Dal lato della qualità dell’occupazione, se il numero degli occupati ha recuperato, mancano all’appello quote di contratti a tempo indeterminato e fasce importantissime come giovani e donne, che hanno nel tempo qualificato il settore per capacità di inclusione e nuove energie. Rimettere al centro il lavoro di qualità e ripensare i modelli di business in termini di sostenibilità sono i due assi portanti di una strategia imprenditoriale per i prossimi anni che in questo 2022 potrebbe aver visto un momento di svolta.

Questo Rapporto lo registra e lo osserva attraverso i dati, con l’obiettivo -neanche troppo sottotraccia- di raccontare in modo esaustivo e più oggettivo possibile un settore complesso e spesso dibattuto, che tuttavia è tutto tranne che un fenomeno di costume, come talora viene classificato. La Ristorazione è -e rimane- intersezione tra filiere essenziali e sostanziali del Made in Italy e stile di vita delle comunità; e il suo racconto contribuisce a dare un punto di riferimento più solido all’economia del Paese.
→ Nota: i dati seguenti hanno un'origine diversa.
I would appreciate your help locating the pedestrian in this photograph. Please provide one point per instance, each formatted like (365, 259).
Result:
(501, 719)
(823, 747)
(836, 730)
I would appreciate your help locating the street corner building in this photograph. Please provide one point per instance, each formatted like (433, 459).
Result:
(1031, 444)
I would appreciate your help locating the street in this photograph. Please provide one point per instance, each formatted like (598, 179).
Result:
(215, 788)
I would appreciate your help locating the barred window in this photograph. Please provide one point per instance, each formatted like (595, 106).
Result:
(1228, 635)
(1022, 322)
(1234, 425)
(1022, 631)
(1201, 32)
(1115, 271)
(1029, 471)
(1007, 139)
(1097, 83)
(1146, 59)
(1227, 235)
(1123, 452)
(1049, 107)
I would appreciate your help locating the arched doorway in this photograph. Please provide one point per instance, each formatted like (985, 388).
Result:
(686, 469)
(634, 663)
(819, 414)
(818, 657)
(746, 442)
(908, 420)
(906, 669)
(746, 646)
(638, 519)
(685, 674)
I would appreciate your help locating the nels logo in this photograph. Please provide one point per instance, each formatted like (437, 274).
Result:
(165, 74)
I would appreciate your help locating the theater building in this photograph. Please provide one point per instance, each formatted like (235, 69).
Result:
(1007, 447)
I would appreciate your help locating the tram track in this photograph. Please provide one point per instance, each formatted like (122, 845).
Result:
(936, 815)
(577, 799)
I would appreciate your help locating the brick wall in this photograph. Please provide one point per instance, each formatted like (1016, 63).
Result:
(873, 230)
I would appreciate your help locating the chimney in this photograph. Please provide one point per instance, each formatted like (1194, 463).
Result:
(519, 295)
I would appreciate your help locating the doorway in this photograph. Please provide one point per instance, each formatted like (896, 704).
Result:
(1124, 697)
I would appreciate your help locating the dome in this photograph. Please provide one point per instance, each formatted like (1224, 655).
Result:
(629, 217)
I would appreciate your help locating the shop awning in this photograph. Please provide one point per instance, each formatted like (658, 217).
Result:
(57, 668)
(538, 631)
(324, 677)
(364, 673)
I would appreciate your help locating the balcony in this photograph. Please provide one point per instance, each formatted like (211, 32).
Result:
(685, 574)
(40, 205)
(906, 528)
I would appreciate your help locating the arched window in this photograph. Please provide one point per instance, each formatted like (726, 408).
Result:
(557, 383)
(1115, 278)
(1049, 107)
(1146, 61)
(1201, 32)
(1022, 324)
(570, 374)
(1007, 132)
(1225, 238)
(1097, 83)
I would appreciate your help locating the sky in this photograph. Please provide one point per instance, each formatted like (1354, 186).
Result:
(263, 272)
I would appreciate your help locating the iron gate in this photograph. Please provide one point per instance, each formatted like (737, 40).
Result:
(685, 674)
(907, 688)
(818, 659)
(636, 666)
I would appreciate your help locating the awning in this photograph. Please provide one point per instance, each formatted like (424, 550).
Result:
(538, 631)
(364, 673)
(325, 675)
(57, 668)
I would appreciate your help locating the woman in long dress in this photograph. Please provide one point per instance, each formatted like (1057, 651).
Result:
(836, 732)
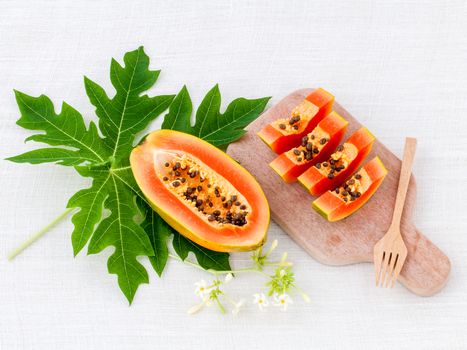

Questo è vero sia che il racconto passi attraverso i numeri, come in questo Rapporto, sia che venga trascinato dai simboli, come è stato negli anni scorsi per la Carta dei Valori di FIPE, come sarà nel 2023 per la prima Giornata della Ristorazione. Numeri e simboli si uniscono dunque nella nostra azione di responsabile corpo intermedio, che ha l’onore e la responsabilità di rappresentare un settore ingrediente fondamentale della storia della società italiana e che ha tutte le carte in regola per apparecchiarne il futuro.